A man pushing a bicycle in front of a building damaged by shelling in Mariupol, Ukraine, on Thursday.Credit...Evgeniy Maloletka/Associated Press 

The war in Ukraine continues. The Russian forces are closing in on Kyiv, have taken large swaths of territory along the Black Sea coast, but seem to be stalled and are suffering losses in manpower and in equipment. So Russia is now bombarding cities including hospitals and residences. President Volodymyr Zelensky has accused the Russians of terrorizing Ukraine in an attempt to break the will of the people. “A war of annihilation,” he called it. The dead increase on both sides and the destruction mounts. We are nowhere near the end of this war, but with all the destruction one cannot help but think of how it all can ever, if ever, be put back to normal. Wislawa Szymborska wrote a apt poem on just that.

The End and the Beginning
by WISŁAWA SZYMBORSKA
Translated by Joanna Trzeciak 

After every war
someone has to clean up.
Things won’t
straighten themselves up, after all.

Someone has to push the rubble
to the side of the road,
so the corpse-filled wagons
can pass.

Someone has to get mired
in scum and ashes,
sofa springs,
splintered glass,
and bloody rags.

Someone has to drag in a girder
to prop up a wall.
Someone has to glaze a window,
rehang a door.

Photogenic it’s not,
and takes years.
All the cameras have left
for another war.

We’ll need the bridges back,
and new railway stations.
Sleeves will go ragged
from rolling them up.

Someone, broom in hand,
still recalls the way it was.
Someone else listens
and nods with unsevered head.
But already there are those nearby
starting to mill about
who will find it dull.

From out of the bushes
sometimes someone still unearths
rusted-out arguments
and carries them to the garbage pile.

Those who knew
what was going on here
must make way for
those who know little.
And less than little.
And finally as little as nothing.

In the grass that has overgrown
causes and effects,
someone must be stretched out
blade of grass in his mouth
gazing at the clouds.

Source: Miracle Fair: selected poems of Wisława Szymborska (W. W. Norton and Company Inc., 2001)

Saturday, March 5, 2022

The Way Out

As can be seen from the sidebar listing what Big Frank is currently reading, he is interested in learning more on "How to Overcome Toxic Polarization" in Peter R. Coleman's recent book, The Way Out.
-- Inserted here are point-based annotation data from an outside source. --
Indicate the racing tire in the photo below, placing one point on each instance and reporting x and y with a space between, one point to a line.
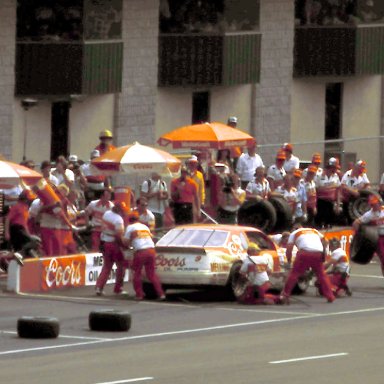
29 327
109 320
260 214
284 218
358 206
364 244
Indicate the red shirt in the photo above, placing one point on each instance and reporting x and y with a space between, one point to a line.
187 190
18 214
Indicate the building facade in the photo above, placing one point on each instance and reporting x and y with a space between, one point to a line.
69 69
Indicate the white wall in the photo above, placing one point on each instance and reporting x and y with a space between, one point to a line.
307 117
361 119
From what Big Frank haa read so far this is not a book that lays out a roadmap for how one side or the other triumphs over the other. This is not a manual on how to debate better nor is it a treatise laying out the moral superiority of one side over the other. Rather it appears, from what Big Frank has read so far to be a book on how the two sides broadly understood to be facing off against each other in the U.S. today could stop thinking of themselves as people in opposition to each other despite differing viewpoints on any number of issues. How does this happen? Perhaps the best method is, according to for example the experiences of pro-choice and anti-abortion groups in Boston, having the experience of being with the opposition, as it were, of learning that the point of opposition between you does not define either of you, and that there is so much more to each of you, more for each of you to share and care about. It reminds me of Emmanuel Levinas' philosophy of The Other wherein he writes that because of the asymmetrical relationship of our relatioship with our neighbour, we have an ethical responsibilit that compels us to respond to him. In this way our humanity is released as the solipsistic all-for-myself becomes a being-for-the-other. In this way we become ethically responsible for our neighbour. Those of us who have taken the time to sit down face-to-face with those on the other side of many issues we feel strongly about (abortion, vaccines, guns, election outcomes, healthcare, etc.) and continue the conversation for some time often find an acceptance of and growing affection for that person/those people who were previously primarily defined as the opposition.